When the flame arose it revealed a young man in tight raiment, and red from top to toe. "Is there a track across here to Mis'ess Yeobright's house?" he repeated.

"Ay—keep along the path down there."

"I mean a way two horses and a van can travel over?"

"Well, yes; you can get up the vale below here with time. The track is rough, but if you've got a light your horses may pick along wi' care. Have ye brought your cart far up, neighbour reddleman?"

"I've left it in the bottom, about half a mile back. I stepped on in front to make sure of the way, as 'tis night-time, and I han't been here for so long."

"Oh, well, you can get up," said Fairway. "What a turn it did give me when I saw him!" he added to the whole group, the reddleman included. "Lord's sake, I thought, whatever fiery mommet is this come to trouble us? No slight to your looks, reddleman, for ye bain't bad-looking in the groundwork, though the finish is queer. My meaning is just to say how curious I felt. I half thought it 'twas the devil or the red ghost the boy told of."

"It gied me a turn likewise," said Susan Nunsuch, "for I had a dream last night of a death's head."

"Don't ye talk o't no more," said Christian. "If he had handkerchief over his head he'd look for all the world like the Devil in the picture of the Temptation."

"Well, thank you for telling me," said the young reddleman, smiling faintly. "And good night t'ye all."

He withdrew from their sight down the barrow.

"I fancy I've seen that young man's face before," said Humphrey. "But where, or how, or what his name is, I don't know."

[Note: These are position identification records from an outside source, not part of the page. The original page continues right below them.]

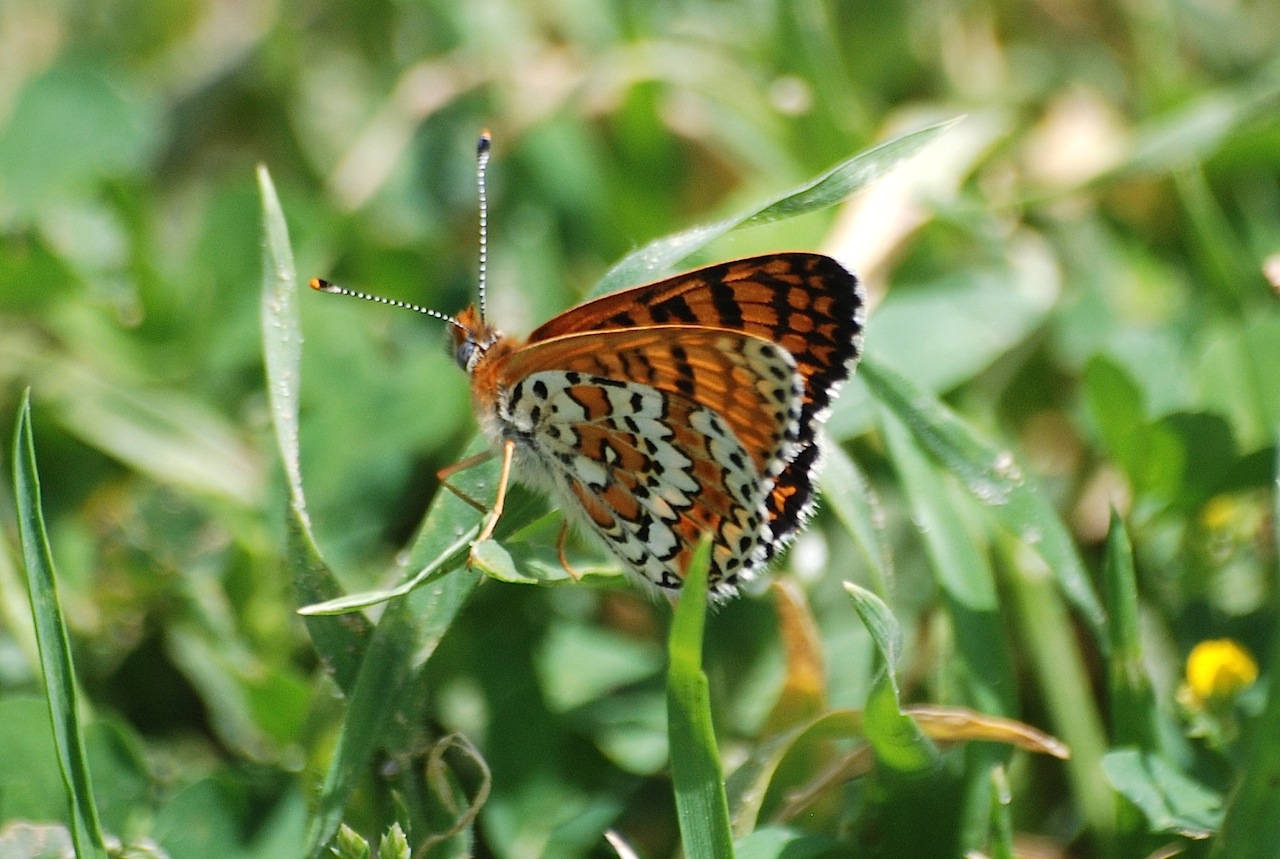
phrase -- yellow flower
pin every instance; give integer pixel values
(1219, 670)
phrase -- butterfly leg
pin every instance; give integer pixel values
(462, 465)
(508, 452)
(560, 552)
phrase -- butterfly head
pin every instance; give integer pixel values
(472, 338)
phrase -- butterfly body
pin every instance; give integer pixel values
(676, 409)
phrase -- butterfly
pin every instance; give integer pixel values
(666, 411)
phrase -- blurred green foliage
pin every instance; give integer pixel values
(1086, 270)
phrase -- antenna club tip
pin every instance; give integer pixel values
(319, 284)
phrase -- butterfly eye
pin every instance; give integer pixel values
(466, 353)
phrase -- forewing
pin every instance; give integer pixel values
(808, 304)
(652, 464)
(749, 382)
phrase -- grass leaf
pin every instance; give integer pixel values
(339, 642)
(897, 740)
(695, 768)
(1252, 825)
(993, 478)
(658, 257)
(55, 654)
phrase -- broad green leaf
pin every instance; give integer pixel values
(695, 768)
(339, 642)
(1173, 802)
(55, 656)
(658, 257)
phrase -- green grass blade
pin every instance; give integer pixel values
(658, 257)
(897, 740)
(695, 768)
(1133, 704)
(964, 574)
(339, 642)
(385, 703)
(851, 498)
(55, 654)
(993, 478)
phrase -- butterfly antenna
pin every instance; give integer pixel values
(333, 288)
(483, 147)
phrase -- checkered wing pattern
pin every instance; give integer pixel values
(659, 439)
(808, 304)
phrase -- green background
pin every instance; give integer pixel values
(1077, 269)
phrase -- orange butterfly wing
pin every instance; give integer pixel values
(808, 304)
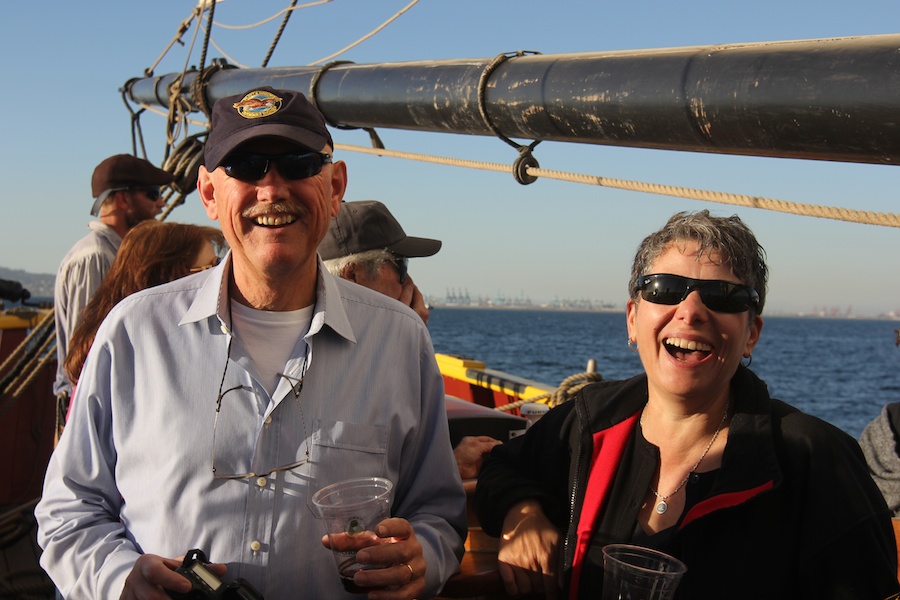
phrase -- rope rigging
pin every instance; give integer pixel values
(567, 389)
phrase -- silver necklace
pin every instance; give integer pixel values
(662, 506)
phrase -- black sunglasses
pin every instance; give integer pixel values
(717, 295)
(293, 165)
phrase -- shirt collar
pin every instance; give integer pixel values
(212, 300)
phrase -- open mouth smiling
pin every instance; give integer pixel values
(277, 220)
(687, 350)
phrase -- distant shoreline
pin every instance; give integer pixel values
(546, 308)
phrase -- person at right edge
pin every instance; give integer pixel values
(692, 457)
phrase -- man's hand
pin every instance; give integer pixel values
(398, 563)
(413, 298)
(469, 453)
(527, 558)
(152, 575)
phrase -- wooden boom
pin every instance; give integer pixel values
(825, 99)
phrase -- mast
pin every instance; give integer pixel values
(825, 99)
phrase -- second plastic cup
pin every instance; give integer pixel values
(351, 509)
(636, 573)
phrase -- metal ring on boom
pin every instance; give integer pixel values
(314, 99)
(526, 158)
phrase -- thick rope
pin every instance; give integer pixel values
(29, 373)
(809, 210)
(566, 390)
(35, 332)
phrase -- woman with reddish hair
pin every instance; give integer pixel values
(153, 252)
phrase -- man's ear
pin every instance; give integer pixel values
(207, 192)
(338, 185)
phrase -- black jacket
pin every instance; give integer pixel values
(792, 512)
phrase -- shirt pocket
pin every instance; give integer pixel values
(344, 450)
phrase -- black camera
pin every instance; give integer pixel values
(206, 585)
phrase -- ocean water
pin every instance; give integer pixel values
(840, 370)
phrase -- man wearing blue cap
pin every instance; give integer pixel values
(211, 409)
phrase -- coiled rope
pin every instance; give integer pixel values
(31, 357)
(567, 389)
(796, 208)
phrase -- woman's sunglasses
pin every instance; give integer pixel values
(717, 295)
(293, 165)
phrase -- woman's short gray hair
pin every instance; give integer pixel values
(370, 261)
(727, 237)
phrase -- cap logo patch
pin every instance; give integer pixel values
(258, 104)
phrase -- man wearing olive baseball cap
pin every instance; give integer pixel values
(126, 191)
(365, 244)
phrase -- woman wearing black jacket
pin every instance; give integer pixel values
(693, 457)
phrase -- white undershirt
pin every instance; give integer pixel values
(269, 337)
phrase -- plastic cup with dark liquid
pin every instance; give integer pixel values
(636, 573)
(350, 510)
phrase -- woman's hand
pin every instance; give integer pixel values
(527, 559)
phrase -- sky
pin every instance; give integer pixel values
(545, 241)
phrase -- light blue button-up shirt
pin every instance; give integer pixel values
(133, 472)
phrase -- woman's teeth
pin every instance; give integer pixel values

The reddleman had not been gone more than a few minutes when another person approached the partially revived bonfire. It proved to be a well-known and respected widow of the neighbourhood, of a standing which can only be expressed by the word genteel. Her face, encompassed by the blackness of the receding heath, showed whitely, and without half-lights, like a cameo.

She was a woman of middle-age, with well-formed features of the type usually found where perspicacity is the chief quality enthroned within. At moments she seemed to be regarding issues from a Nebo denied to others around. She had something of an estranged mien; the solitude exhaled from the heath was concentrated in this face that had risen from it. The air with which she looked at the heathmen betokened a certain unconcern at their presence, or at what might be their opinions of her for walking in that lonely spot at such an hour, this indirectly implying that in some respect or other they were not up to her level. The explanation lay in the fact that though her husband had been a small farmer she herself was a curate's daughter, who had once dreamt of doing better things.